Es una mujer activa y llena de vida, pero le tiembla la voz. Esta vez no es de tristeza, sino de indignación. “Nadie, hasta que ha vivido esto, sabe lo que se sufre. Es inconcebible que Gallardón pretenda forzar a las personas a pasar por situaciones que causan este dolor”, remarca con los labios fruncidos. Cuenta que le ha enviado una carta al ministro para explicárselo todo. El dolor de ver a un hijo morir. El de no poder hacer prácticamente nada para evitar que sufra.
A la pequeña Alba le detectaron problemas musculares con dos meses. “Cuando nació no se veía. Era monísima, gordita... Te la comías a besos”, explica la madre. Saca el móvil y muestra una foto de un bebé mofletudo de pelo oscuro. Después, otra con la pequeña, mucho más delgada, sondada. Al principio, cuenta, no sabían qué le ocurría. Le hicieron decenas de pruebas. “Yo pensé que quizá se quedara sin andar. Tenía esperanzas, pero cuando ya nos dijeron lo que tenía y nos explicaron que se iba a morir, me hundí”, relata Gloria. Desde los problemas iniciales pasaron varios meses. Días y noches con olor aséptico. A hospital. De consultas médicas e incertidumbre. Y luego, cuando llegó el diagnóstico, días de dolor.
Gloria y su marido decidieron que cuando la niña estuviera preparada se irían del hospital a casa, para pasar allí sus últimos momentos. Fue duro. La pareja, y la madre de Gloria, se turnaban para atender a la pequeña las 24 horas.
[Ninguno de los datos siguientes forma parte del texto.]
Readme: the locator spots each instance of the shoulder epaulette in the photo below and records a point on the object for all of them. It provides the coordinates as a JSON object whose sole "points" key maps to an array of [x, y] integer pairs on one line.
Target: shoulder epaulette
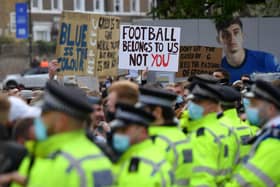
{"points": [[133, 165], [200, 132]]}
Para suministrarle el oxígeno e inyectarle la morfina que necesitaba como tratamiento paliativo.
Roberto y Gloria, asesorados por los psicólogos de la unidad de cuidados paliativos, le explicaron a David que Alba iba a morir. “Se portó fenomenal. Lo entendió, se despidió de su hermana... Al principio preguntaba mucho por ella. Con el Mundial de fútbol quería saber con qué equipo iba Alba. Cuando quiso saber dónde está ahora, le dijimos que ha pasado a ser una estrella y que está en el cielo. Desde entonces su afán es volar de noche para verla”, cuenta la mujer con voz entrecortada. Vuelve a cerrar los puños y sigue: “Mucha gente me dice que al menos la he conocido, que he tenido unos meses a mi hija en los brazos. Pero si hubiera sabido esto antes, habría abortado. Lo que ella ha sufrido, lo que nosotros padecimos... Eso no es humano”.